Athrinacia trifasciata

Scientific classification
- Domain: Eukaryota
- Kingdom: Animalia
- Phylum: Arthropoda
- Class: Insecta
- Order: Lepidoptera
- Family: Depressariidae
- Genus: Athrinacia
- Species: A. trifasciata
- Binomial name: Athrinacia trifasciata Walsingham, 1911

= Athrinacia trifasciata =

- Authority: Walsingham, 1911

Species of moth

Athrinacia trifasciata is a moth in the family Depressariidae. It was described by Lord Walsingham in 1911. It is found in Mexico, where it has been recorded from Guerrero.
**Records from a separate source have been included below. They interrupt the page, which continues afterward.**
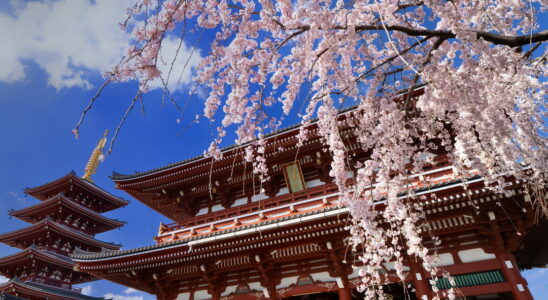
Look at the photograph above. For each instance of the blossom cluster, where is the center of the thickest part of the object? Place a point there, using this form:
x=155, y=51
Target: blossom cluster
x=463, y=78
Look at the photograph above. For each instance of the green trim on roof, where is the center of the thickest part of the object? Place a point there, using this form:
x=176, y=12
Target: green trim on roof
x=472, y=279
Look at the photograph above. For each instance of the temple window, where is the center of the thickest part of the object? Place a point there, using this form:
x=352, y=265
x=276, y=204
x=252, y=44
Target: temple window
x=294, y=177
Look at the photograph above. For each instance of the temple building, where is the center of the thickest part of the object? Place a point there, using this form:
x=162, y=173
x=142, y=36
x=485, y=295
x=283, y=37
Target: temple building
x=232, y=238
x=67, y=218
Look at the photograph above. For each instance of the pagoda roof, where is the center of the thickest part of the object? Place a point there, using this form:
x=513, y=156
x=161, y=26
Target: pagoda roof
x=58, y=260
x=27, y=213
x=123, y=177
x=10, y=297
x=46, y=224
x=44, y=291
x=32, y=253
x=325, y=212
x=43, y=192
x=292, y=129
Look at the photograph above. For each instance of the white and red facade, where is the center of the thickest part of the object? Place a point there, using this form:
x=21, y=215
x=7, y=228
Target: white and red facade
x=230, y=241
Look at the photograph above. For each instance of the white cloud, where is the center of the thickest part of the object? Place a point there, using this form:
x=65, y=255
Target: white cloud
x=87, y=290
x=130, y=291
x=71, y=39
x=120, y=297
x=15, y=195
x=66, y=38
x=167, y=52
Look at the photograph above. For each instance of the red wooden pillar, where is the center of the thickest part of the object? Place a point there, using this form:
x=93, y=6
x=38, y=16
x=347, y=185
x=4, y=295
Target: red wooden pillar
x=344, y=293
x=420, y=280
x=511, y=273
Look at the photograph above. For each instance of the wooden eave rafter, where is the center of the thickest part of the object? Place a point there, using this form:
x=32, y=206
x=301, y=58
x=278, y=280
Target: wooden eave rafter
x=27, y=213
x=51, y=292
x=455, y=217
x=152, y=194
x=42, y=192
x=38, y=254
x=47, y=224
x=231, y=158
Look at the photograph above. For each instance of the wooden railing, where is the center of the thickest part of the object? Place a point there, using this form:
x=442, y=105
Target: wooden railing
x=289, y=198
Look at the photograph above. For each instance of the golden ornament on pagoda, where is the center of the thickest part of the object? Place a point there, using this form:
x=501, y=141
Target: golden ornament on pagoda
x=93, y=162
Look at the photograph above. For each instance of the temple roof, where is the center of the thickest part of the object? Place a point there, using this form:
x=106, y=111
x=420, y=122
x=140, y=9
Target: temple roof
x=9, y=297
x=45, y=191
x=46, y=224
x=295, y=127
x=27, y=213
x=36, y=253
x=121, y=177
x=40, y=290
x=33, y=255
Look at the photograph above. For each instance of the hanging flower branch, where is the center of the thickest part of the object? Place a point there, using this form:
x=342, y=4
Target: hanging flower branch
x=479, y=65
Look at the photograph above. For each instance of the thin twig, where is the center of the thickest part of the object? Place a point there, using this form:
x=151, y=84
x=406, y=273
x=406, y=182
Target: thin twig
x=137, y=96
x=90, y=104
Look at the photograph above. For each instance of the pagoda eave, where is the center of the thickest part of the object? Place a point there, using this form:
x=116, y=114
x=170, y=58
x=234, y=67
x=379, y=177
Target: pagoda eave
x=44, y=192
x=54, y=204
x=41, y=229
x=40, y=291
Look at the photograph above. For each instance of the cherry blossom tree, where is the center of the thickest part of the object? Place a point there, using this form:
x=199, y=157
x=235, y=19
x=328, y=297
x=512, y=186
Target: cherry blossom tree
x=466, y=78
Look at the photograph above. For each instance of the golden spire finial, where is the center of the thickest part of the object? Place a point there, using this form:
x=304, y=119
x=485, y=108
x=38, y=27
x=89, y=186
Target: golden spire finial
x=95, y=157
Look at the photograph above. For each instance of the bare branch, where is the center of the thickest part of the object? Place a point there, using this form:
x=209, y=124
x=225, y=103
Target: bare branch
x=90, y=104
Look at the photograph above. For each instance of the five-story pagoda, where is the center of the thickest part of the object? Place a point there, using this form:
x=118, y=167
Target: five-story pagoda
x=67, y=218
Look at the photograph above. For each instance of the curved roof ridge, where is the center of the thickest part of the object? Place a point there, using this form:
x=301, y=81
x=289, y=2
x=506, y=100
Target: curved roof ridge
x=90, y=212
x=61, y=227
x=72, y=175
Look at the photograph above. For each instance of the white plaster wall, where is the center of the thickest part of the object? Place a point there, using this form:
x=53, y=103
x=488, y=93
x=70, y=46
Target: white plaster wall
x=183, y=296
x=240, y=201
x=229, y=290
x=355, y=273
x=201, y=295
x=322, y=276
x=283, y=191
x=476, y=254
x=258, y=197
x=202, y=211
x=446, y=259
x=313, y=183
x=391, y=266
x=287, y=281
x=217, y=207
x=255, y=286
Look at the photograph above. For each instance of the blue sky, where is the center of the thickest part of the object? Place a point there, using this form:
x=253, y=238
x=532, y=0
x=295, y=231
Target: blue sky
x=52, y=55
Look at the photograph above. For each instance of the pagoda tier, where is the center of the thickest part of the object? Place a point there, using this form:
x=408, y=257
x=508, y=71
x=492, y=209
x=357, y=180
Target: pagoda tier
x=67, y=212
x=4, y=296
x=232, y=239
x=295, y=244
x=50, y=235
x=78, y=190
x=37, y=291
x=42, y=266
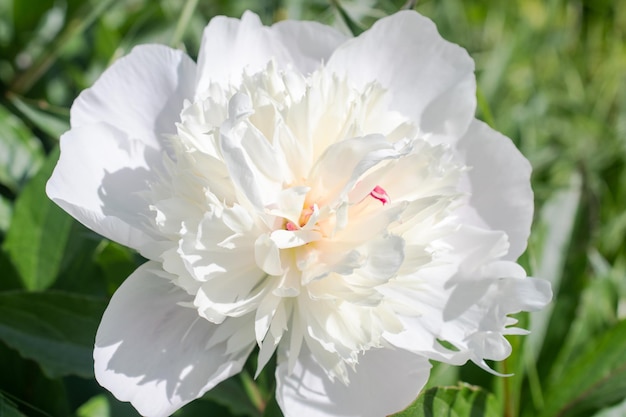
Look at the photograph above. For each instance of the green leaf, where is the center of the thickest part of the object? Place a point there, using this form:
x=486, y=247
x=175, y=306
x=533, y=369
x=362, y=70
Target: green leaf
x=232, y=395
x=38, y=233
x=52, y=124
x=54, y=329
x=97, y=406
x=8, y=408
x=596, y=379
x=21, y=153
x=461, y=401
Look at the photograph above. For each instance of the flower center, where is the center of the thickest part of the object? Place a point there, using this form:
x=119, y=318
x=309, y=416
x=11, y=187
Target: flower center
x=279, y=210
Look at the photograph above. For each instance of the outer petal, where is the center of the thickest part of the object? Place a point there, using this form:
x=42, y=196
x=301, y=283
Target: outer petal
x=159, y=355
x=385, y=381
x=431, y=80
x=501, y=196
x=230, y=45
x=99, y=178
x=141, y=94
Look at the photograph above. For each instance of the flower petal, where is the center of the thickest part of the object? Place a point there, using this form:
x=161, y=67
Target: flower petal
x=98, y=180
x=159, y=355
x=141, y=94
x=385, y=381
x=430, y=80
x=231, y=45
x=499, y=183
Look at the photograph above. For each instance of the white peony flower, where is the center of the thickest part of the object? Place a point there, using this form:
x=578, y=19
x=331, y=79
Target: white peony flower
x=330, y=199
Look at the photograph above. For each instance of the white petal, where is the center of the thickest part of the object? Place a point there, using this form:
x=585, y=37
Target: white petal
x=231, y=45
x=499, y=184
x=431, y=80
x=154, y=353
x=98, y=180
x=141, y=94
x=385, y=382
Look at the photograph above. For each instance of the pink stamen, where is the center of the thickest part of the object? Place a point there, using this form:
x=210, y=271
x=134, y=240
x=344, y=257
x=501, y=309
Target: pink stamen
x=380, y=194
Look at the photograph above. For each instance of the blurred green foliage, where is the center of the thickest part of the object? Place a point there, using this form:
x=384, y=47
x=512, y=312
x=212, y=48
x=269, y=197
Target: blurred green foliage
x=551, y=76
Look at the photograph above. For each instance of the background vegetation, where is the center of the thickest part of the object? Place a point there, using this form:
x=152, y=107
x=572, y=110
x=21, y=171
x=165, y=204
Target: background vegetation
x=551, y=75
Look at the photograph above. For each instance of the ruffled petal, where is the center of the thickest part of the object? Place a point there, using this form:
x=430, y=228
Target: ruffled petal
x=385, y=382
x=231, y=45
x=141, y=94
x=430, y=80
x=99, y=179
x=499, y=183
x=159, y=355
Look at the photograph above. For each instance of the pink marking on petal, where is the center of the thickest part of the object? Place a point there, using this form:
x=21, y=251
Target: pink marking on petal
x=380, y=194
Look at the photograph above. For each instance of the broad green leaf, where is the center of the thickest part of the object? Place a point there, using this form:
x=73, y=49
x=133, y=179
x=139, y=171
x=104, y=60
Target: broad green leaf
x=54, y=329
x=460, y=401
x=8, y=408
x=38, y=233
x=116, y=263
x=596, y=379
x=21, y=153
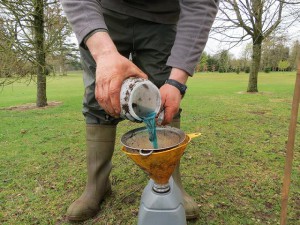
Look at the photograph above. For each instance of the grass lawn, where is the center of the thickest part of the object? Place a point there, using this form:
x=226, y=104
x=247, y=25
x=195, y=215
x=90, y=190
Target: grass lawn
x=234, y=170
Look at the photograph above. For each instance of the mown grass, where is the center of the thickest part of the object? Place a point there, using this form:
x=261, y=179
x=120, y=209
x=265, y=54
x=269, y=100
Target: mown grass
x=234, y=170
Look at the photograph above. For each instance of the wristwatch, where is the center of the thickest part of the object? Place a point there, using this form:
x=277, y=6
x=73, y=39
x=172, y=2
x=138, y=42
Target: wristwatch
x=181, y=87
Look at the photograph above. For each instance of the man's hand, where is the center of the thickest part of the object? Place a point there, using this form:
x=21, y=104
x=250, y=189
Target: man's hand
x=112, y=69
x=171, y=96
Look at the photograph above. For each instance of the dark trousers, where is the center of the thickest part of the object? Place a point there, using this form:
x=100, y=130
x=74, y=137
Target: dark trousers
x=148, y=45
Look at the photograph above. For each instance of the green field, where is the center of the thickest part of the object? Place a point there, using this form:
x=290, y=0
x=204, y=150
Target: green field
x=234, y=170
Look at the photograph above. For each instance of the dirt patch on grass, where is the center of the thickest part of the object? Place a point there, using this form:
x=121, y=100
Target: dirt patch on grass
x=32, y=106
x=254, y=93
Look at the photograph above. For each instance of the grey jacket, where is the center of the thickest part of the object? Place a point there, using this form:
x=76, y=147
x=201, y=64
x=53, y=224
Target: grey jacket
x=193, y=25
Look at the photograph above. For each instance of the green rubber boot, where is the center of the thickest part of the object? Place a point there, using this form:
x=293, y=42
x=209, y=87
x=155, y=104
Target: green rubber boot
x=100, y=141
x=190, y=206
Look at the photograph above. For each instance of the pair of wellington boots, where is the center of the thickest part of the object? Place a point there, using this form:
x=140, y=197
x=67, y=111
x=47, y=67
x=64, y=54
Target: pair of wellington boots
x=100, y=140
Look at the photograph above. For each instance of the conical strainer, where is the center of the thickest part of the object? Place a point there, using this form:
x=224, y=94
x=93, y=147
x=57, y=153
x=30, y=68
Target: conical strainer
x=137, y=140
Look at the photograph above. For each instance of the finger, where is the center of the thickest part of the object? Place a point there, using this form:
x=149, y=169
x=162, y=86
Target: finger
x=114, y=93
x=136, y=72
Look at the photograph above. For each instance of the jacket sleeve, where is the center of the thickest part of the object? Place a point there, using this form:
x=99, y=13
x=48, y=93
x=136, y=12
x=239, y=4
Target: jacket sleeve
x=84, y=16
x=195, y=21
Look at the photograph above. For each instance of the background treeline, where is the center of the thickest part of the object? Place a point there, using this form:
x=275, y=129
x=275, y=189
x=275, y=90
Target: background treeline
x=276, y=56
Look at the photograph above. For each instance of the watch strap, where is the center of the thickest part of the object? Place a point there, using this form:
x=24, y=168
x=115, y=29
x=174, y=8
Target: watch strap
x=181, y=87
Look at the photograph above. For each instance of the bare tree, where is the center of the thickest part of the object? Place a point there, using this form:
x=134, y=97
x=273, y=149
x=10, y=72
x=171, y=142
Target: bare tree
x=34, y=27
x=255, y=20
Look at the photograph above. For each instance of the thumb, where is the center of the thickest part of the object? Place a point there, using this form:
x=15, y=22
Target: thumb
x=136, y=72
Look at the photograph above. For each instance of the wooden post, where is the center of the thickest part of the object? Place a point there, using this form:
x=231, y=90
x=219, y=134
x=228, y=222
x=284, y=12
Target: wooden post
x=290, y=150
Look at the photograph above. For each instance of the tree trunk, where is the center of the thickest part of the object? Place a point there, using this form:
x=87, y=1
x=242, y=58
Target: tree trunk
x=255, y=64
x=41, y=71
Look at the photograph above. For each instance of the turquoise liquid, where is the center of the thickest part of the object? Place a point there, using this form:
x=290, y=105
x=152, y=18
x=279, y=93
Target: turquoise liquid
x=149, y=120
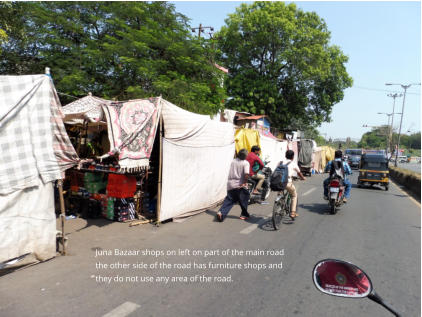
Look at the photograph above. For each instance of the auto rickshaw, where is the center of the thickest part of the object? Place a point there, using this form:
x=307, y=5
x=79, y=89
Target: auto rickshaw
x=373, y=170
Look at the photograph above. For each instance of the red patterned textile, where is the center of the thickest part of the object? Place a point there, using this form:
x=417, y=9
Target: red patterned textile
x=131, y=130
x=121, y=186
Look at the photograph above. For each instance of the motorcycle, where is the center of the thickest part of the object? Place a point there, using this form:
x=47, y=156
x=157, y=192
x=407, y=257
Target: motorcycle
x=344, y=279
x=265, y=193
x=335, y=194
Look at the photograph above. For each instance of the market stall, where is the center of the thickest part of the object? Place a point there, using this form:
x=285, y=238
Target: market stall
x=116, y=141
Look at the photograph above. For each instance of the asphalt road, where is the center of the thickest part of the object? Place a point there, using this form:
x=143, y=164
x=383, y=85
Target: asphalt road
x=415, y=167
x=377, y=230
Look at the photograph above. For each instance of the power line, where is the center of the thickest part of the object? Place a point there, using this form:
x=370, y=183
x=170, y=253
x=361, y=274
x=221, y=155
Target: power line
x=384, y=90
x=61, y=93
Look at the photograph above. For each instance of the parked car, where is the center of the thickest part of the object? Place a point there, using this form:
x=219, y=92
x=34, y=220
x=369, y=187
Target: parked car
x=354, y=161
x=402, y=159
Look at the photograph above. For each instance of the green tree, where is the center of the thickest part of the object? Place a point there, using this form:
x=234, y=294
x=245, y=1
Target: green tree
x=117, y=50
x=375, y=139
x=281, y=64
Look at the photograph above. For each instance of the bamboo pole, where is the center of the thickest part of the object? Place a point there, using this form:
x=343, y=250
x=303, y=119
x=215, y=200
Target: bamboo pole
x=62, y=213
x=160, y=170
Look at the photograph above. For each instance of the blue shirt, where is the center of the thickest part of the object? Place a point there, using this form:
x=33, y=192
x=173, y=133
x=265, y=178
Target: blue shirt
x=346, y=167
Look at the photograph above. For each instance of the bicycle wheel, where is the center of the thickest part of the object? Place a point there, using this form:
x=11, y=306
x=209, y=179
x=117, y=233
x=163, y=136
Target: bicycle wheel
x=277, y=213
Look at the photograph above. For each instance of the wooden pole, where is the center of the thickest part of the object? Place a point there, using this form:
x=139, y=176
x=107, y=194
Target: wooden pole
x=62, y=213
x=160, y=170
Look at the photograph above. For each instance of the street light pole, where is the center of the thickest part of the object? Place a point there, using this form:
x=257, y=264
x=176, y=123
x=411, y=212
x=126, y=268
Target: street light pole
x=394, y=96
x=405, y=87
x=387, y=145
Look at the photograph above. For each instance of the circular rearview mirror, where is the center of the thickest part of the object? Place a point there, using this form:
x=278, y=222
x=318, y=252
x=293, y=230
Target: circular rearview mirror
x=340, y=278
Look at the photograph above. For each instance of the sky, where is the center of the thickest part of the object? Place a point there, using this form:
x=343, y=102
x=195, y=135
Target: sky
x=383, y=42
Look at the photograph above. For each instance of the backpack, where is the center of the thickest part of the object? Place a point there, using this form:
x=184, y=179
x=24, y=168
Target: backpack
x=280, y=177
x=337, y=169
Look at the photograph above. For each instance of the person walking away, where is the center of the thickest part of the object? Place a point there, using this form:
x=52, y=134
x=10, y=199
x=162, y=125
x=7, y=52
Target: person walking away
x=254, y=160
x=292, y=167
x=332, y=168
x=237, y=187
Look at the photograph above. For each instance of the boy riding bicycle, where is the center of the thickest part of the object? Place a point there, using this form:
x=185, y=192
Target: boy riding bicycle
x=292, y=166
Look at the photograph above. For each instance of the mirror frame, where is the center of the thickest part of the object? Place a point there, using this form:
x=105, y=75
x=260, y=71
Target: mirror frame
x=370, y=290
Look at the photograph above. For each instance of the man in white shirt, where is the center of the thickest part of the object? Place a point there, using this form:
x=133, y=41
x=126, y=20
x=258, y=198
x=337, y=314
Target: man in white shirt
x=237, y=187
x=292, y=166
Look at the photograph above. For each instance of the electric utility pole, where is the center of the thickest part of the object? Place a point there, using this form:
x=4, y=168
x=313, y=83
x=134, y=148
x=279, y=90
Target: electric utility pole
x=201, y=29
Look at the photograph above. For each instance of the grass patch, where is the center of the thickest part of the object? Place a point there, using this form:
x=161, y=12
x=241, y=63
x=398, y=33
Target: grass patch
x=409, y=179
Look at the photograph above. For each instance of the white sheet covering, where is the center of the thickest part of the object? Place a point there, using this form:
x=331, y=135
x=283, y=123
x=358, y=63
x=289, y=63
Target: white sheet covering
x=197, y=153
x=28, y=223
x=273, y=149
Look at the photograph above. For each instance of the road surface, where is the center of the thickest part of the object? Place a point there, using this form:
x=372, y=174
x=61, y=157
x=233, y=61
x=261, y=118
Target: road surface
x=377, y=230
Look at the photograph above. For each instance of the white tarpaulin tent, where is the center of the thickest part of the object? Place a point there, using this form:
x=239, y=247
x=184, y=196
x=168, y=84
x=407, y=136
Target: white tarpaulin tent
x=197, y=153
x=272, y=150
x=35, y=152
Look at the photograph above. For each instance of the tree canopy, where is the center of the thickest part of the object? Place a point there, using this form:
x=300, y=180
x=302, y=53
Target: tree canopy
x=377, y=139
x=116, y=50
x=281, y=63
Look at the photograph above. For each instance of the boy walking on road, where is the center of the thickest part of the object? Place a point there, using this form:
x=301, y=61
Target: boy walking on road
x=237, y=187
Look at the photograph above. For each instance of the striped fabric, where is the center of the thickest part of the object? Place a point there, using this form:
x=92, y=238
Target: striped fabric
x=27, y=146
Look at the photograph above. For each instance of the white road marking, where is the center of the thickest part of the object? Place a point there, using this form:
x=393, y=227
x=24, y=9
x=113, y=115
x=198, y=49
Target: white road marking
x=411, y=198
x=251, y=228
x=123, y=310
x=309, y=191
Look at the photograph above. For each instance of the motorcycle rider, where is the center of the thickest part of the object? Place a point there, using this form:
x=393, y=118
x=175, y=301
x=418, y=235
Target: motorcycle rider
x=345, y=170
x=254, y=160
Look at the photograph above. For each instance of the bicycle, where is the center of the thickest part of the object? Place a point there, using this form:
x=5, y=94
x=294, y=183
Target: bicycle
x=282, y=207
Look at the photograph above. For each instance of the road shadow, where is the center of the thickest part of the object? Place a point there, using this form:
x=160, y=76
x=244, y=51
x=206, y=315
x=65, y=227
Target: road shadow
x=369, y=187
x=320, y=208
x=268, y=225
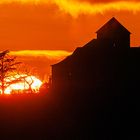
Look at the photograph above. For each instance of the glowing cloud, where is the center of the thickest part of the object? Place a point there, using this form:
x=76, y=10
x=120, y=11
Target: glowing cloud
x=51, y=54
x=76, y=7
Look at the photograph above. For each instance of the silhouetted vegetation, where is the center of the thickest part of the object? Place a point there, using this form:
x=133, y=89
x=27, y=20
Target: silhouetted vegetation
x=94, y=95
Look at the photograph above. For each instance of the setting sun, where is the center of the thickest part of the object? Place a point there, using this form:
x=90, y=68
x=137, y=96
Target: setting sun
x=27, y=84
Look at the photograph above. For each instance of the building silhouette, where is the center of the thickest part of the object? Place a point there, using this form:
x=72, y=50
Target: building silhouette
x=107, y=63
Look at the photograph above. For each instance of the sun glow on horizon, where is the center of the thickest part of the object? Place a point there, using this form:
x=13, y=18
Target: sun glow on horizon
x=75, y=7
x=24, y=86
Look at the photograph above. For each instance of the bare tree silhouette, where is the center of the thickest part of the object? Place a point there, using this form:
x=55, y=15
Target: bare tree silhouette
x=8, y=70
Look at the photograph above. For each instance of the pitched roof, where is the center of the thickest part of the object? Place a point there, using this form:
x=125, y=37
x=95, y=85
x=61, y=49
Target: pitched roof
x=113, y=23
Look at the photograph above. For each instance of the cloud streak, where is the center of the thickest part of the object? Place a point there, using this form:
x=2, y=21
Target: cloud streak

The wingspan is about 13 mm. The forewings are bright straw yellow, with three lilac-grey transverse fasciae, each narrowly margined by a darker line. The first, leaving the costa at one-third from the base, is obliquely attenuated downward reverting to the dorsum from the fold and the second, rather wider at about the middle, is outwardly sinuate on the cell. The third, at the commencement of the costal cilia, is moderately straight, but broken and diffused on its outer edge toward the termen, which is marked by a narrow toothed line of pale tawny brown running around the apex. Along the base of the dorsum is a narrow, elongate, lilac-grey streak and between the first and second fasciae is a tawny brown dorsal spot, another lying beyond the end of the cell between the second and third fasciae. The hindwings are pale grey.